Our 'Rolling Recession' Is the Latest Economic Meme — But What Does It Actually Mean? We may not be in for a "hard" or "soft" landing.
By Amanda Breen
When the economy takes a turn for the worse, we generally consider the landing "hard" or "soft" — in other words, we expect a quick catastrophe with millions of jobs lost or a gradual slowdown as inflation stalls.
But neither of those scenarios quite captures what's going on in the U.S. today. Instead, we're in what some people are calling a "rolling recession," a hybrid of sorts where industries contract on an alternating basis and the job market remains steady, Bloomberg reported.
Related: Are We Headed for a Recession? It's Complicated.
Despite mass tech layoffs dominating headlines since the end of last year, the job market as a whole has held firm with low unemployment and relatively fast-rising wages, per CNBC. What's more, 517,000 jobs were added in January alone, according to a report from the U.S. Bureau of Labor Statistics.

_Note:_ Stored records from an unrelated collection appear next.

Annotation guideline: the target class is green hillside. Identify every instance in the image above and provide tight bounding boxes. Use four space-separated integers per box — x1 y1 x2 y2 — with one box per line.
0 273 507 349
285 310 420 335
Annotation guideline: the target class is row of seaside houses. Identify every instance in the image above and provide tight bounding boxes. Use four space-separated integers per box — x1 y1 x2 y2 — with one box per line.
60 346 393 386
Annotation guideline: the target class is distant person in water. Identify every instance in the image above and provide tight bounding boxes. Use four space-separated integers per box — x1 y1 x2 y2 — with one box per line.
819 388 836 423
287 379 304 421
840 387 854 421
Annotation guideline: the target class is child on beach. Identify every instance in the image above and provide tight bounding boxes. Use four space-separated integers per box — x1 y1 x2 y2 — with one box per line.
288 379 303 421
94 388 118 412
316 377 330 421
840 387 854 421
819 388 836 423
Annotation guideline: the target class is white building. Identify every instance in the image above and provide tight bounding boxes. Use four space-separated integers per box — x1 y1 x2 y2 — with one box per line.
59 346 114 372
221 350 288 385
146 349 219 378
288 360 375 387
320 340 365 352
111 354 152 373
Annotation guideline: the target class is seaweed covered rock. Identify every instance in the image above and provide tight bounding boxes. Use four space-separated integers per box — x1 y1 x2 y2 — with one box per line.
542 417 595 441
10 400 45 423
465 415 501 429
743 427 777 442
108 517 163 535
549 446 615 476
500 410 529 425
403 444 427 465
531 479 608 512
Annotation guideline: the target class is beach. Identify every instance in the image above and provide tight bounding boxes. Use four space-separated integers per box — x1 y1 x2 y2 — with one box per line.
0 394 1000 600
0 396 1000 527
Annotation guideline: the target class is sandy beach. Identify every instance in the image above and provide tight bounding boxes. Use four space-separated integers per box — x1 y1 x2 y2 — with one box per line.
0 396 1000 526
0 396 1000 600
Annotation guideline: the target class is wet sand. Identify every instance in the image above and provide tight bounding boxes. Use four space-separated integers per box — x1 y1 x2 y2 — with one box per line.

Although a "rolling recession" might not explain all of the economic ups and downs, it tracks with the pattern of various industry contractions.
Housing was first amid rapidly rising interest rates; manufacturing followed as demands for goods shrank and services grew; and now tech, which saw more than 97,000 job cuts since the end of 2022, is taking the hit, per Bloomberg.
Related: Worried About a Recession? Do This to Prepare Your Company.
But this isn't the first time we've been in a "rolling recession." Veteran financial market analyst Ed Yardeni told the outlet he remembers using the term in the mid-1980s during a collapse in energy prices and turmoil in commercial real estate, and 2016 saw another soft patch as well.